Hacker News new | comments | show | ask | jobs | submit login

Writing C++ code that works reliably in a benign setting is not a big deal. With the right libraries, it is almost as easy and perhaps only a little slower than writing in a high-level language; you can't, for instance, really believe that everyone who writes a popular iOS application is a solid bare-metal C programmer.

But writing reliable C++ code that works under adversarial conditions is very hard; hard enough that the best C programmers in the world have track records like "only one theoretically-exploitable memory corruption vulnerability in the release history", and quite a few people who set out with "no vulnerabilities" in their project charter end up with way worse records.

I've found over the last couple years that one way to get C/C++ code fit into a web application is via "nosql" databases, particularly Redis; let something like Ruby/Rack or Python/WSGI or Java Servlets soak up the hostile HTTP traffic, and use it to drive an async API over Redis.

The less C/C++/ObjC code you have talking to an adversary, the better off you are.

I'm a C/C++ programmer; C is my first language, from when I was a teenager. I respect C programmers. But if I was interviewing a developer and they told me their gut was to write a C program to do something a Rails program would normally do, and it wasn't an exceptionally specific circumstance, I would think less of them.




In this worldview, wouldn't the C programmers writing your language runtime have the same poor track record when it comes to security? And wouldn't the runtime itself be a substantially higher-value target for attackers?

I, too, would look at someone strangely if they told me they were going to write a C application where I'd use a Rails one, but security certainly wouldn't be the first reason on my mind.

As a postscript, I really like the idea of putting C/C++ apps behind a message bus, as decoupled from the web end as possible. I've had great luck using C++ for performance-critical services behind a Rails frontend talking to Redis (I've also used AMQP via RabbitMQ, but I found that to have a high enterprise brokered pain to value ratio).


They do have a poor track record with the language runtime.

You should be concerned about the quality of your language runtime.

MRI, for instance, has had many memory corruption flaws that were plausibly exposed to hostile input. When security is a priority, I advise using JRuby (it helps that JRuby is better than MRI anyways).

But either way: language runtimes for mainstream languages are high-priority targets. Your C code is not. You will not learn the worst problems in your C code until long after it's been deployed.


Linus' Law. The language runtime is shared between thousands or millions of users and has many more contributors than your single project, hence any big security bugs it might have had are probably fixed by now, or at least will way faster than you could fix yours.

And wouldn't the runtime itself be a substantially higher-value target for attackers?

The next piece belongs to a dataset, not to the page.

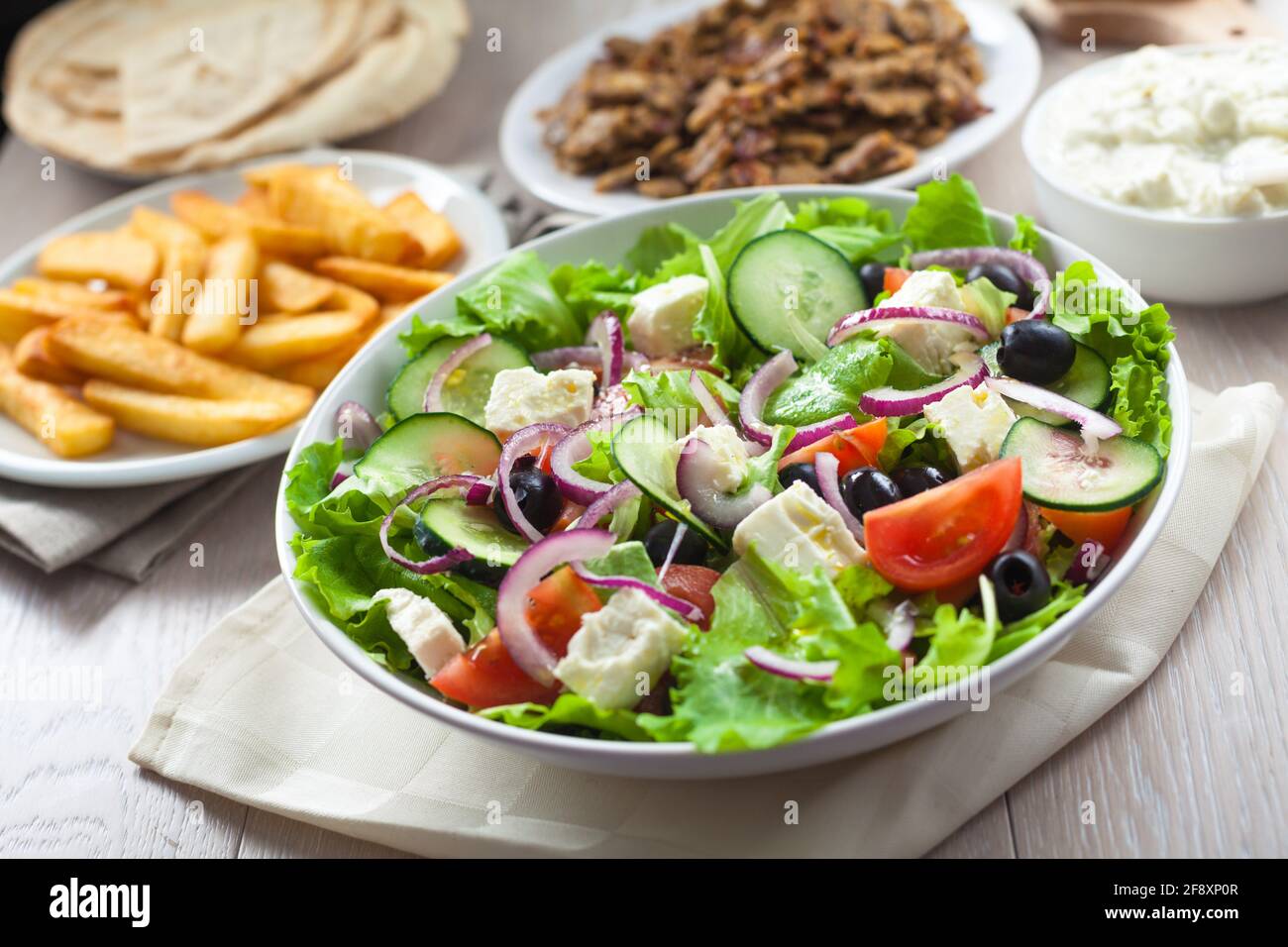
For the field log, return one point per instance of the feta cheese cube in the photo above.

That depends, but relying on security through obscurity isn't usually a very good choice.


Parrot alert!

relying on security through obscurity isn't usually a very good choice.

Real-world alert!

Camouflage paint works for tanks.


In the "real-world", camouflage paint isn't used instead of heavy armor, which is what is being proposed (using a much less tested piece of code instead of a well known runtime).

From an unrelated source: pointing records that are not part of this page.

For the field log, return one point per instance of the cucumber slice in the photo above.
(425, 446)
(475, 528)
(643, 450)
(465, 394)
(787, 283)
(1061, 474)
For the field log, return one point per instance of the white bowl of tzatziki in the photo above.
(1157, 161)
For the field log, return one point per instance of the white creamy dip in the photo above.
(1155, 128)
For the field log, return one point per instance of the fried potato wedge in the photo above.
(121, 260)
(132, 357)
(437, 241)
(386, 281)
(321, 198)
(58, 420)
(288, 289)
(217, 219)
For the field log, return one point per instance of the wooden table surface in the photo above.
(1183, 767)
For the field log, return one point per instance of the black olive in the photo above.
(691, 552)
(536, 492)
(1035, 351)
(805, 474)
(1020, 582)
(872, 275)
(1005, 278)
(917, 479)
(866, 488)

Sure, if you can afford to throw the same number of man-years (of both developers and white hackers) at your proprietary codebase as are thrown at the runtime of a popular language, then great, you can have the cake and eat it too, just like the tank builders.

Since most people can't afford that, they have to choose between camouflage paint and an armor. I don't know about you, but I'd rather be in the bullet proof tank than on the one built with balsa wood, regardless of its paint.


Relying.

By definition, if we're talking about a tank, that's merely one layer of many. Obscurity can be a fine one layer of many. It had better not be the layer such that you are relying on, though.

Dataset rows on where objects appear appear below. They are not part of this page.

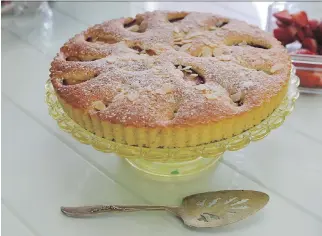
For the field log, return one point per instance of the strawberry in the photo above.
(284, 17)
(318, 33)
(313, 24)
(310, 44)
(308, 31)
(300, 18)
(304, 51)
(280, 24)
(300, 35)
(309, 79)
(284, 35)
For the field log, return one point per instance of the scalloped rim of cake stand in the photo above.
(141, 155)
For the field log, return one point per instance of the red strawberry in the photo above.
(280, 24)
(284, 16)
(304, 51)
(300, 35)
(318, 33)
(284, 35)
(310, 44)
(313, 24)
(320, 51)
(300, 18)
(292, 31)
(307, 31)
(309, 78)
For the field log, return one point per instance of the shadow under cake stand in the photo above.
(172, 163)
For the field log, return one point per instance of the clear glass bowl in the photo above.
(308, 67)
(172, 163)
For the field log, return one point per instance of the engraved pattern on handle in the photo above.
(86, 211)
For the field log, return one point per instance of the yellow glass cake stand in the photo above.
(174, 162)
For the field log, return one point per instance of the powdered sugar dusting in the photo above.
(139, 77)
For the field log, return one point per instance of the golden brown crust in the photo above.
(150, 71)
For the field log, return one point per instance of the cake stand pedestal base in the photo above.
(173, 170)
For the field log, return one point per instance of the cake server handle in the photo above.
(86, 211)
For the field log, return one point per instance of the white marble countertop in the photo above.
(44, 168)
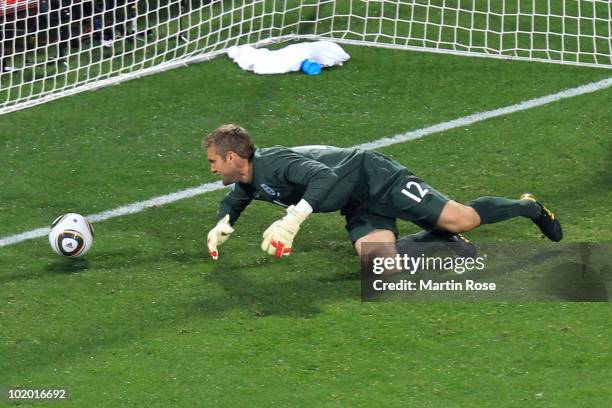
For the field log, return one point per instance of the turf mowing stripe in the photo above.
(387, 141)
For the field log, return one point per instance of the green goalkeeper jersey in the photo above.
(328, 178)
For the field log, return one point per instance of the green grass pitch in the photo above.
(147, 319)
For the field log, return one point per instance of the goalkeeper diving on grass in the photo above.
(370, 190)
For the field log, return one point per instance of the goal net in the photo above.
(54, 48)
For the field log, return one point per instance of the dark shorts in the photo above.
(406, 197)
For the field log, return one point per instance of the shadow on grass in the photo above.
(273, 287)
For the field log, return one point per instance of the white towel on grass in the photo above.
(287, 59)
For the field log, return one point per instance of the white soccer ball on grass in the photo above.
(71, 235)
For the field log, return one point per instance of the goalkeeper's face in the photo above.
(226, 167)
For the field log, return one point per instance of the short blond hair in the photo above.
(230, 138)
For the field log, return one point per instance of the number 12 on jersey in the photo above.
(420, 191)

So do very thick firewalls.


In this worldview, wouldn't the C programmers writing your language runtime have the same poor track record when it comes to security?

This is true. But I think it is reasonable to expect a good C/C++ programmer who already understands web security to have the mental model to write secure code in (say) Ruby.

And wouldn't the runtime itself be a substantially higher-value target for attackers?

Yes - popular runtimes are some of the most heavily attacked pieces of code around. This has benefits as well as costs...


> "only one theoretically-exploitable memory corruption vulnerability in the release history",

I presume you mean qmail [1]

[1] http://cr.yp.to/qmail/guarantee.html


Yes; qmail had a (disputed) LP64 integer overflow.


> I've found over the last couple years that one way to get C/C++ code fit into a web application is via "nosql" databases, particularly Redis; let something like Ruby/Rack or Python/WSGI or Java Servlets soak up the hostile HTTP traffic, and use it to drive an async API over Redis.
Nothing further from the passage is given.